Quand vous parlez du nouveau modèle, vous parlez du modèle « Fire » ?
Le sujet c’est »Quattrocento » pas la liseuse Kindle , je le rappelle au passage!
Je ne te parlerai pas de liseuse, je n’en ai pas !! Quant au livre, continue à te laisser tenter chez Dominique, comme je note chez elle, je n’ai plus rien à noter chez toi ;-)
Moi je note chez vous toutes et mes listes s allongent inexorablement.Je suis rarement déçue chez Dominique, mais je me méfie de son goût sur les livres à propos de la nature je m’y ennuie parfois. Lis vite »Quattrocento » c est vraiment passionnant.
C’est vrai que ça a l’air passionnant ! Quant à la liseuse, la mienne n’a plus servi depuis près d’un an (et cela fait un an que je l’ai gagnée ;) )

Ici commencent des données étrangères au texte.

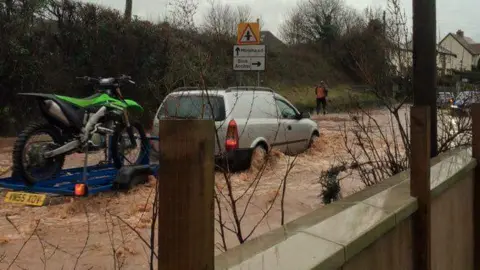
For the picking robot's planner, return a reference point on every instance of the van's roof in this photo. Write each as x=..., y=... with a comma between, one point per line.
x=219, y=91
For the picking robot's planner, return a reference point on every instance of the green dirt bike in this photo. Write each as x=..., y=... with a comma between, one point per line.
x=79, y=125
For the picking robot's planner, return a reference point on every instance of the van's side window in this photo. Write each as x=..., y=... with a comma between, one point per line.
x=285, y=110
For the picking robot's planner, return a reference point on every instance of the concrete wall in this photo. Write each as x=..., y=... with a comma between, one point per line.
x=372, y=229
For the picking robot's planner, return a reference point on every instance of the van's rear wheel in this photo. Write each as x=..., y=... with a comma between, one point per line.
x=259, y=157
x=313, y=139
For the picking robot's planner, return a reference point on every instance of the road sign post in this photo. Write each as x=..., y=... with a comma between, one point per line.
x=249, y=54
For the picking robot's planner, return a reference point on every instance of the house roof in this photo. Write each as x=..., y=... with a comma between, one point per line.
x=475, y=47
x=466, y=42
x=269, y=39
x=440, y=49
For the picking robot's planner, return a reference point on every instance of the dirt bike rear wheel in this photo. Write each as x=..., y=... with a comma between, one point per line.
x=25, y=159
x=117, y=146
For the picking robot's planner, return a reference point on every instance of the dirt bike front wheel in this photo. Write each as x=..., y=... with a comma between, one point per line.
x=30, y=146
x=123, y=152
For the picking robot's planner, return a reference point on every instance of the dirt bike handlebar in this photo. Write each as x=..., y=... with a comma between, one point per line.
x=119, y=80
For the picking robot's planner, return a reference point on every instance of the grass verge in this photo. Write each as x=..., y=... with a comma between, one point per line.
x=340, y=98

il me semble que tu vis, ou que tu travailles près de livres papier en abondance.. mais c’est surtout une solution quand on voyage ou que le livre est moins cher ainsi
Comme Keisha, ce livre m’a évoqué celui qui vient de sortir sur Shakespeare et comme elle, je guette son arrivée en biblio…
J’aime beaucoup les histoires de bibliothèques dans l’Antiquité alors je note ce titre ! Je ne sais pas si tu as vu « Agora », le film qui parle d’Hypatie et met bien en évidence les querelles religieuses de l’époque, il est vraiment bien, je l’avais vu au ciné à sa sortie.
Bonne soirée !
Je n’ai pas entendu parler du film Agora mais je note ce nom .
Cet épisode m’a révulsée.
Il est sur ma LAL depuis quelques temps celui là !
Moi je n ai aucune reserve sur ce roman .
Bonjsoir Luocine, c’est grâce au billet de Dominique que j’avais lu ce livre J’avoue avoir été moins enthousiaste qu’elle et toi. Le sujet est intéressant mais il y a un côté scolaire, élève appliqué qui a bien potassé ses textes. Et ma remarque sur le fait que c’est un livre fait pour les Américains n’a pas trop plu. J’assume en disant que les Américains dans leur grande majorité sont assez ignares sur l’Histoire autre que la leur. M. Greenblatt a écrit un devoir assez honorable mais il n’y a pas de révélation, je n’ai pas eu l’impression d’avoir appris grand-chose. Tout ce qu’il écrit se trouve sur internet. Lecture agréable, point. http://dasola.canalblog.com/archives/2014/02/14/29200463.html
Bonne soirée.
Bonsoir Dasola,
tout est sur Internet cela ne veut pas dire qu’on a tout lu ce qui s’y trouve…, Je dois être aussi ignare que les Américains car je n’avais jamais entendu parler d’Hypatie avant ce roman. je vais mettre un lien vers ton article. J’aime quand les avis divergent.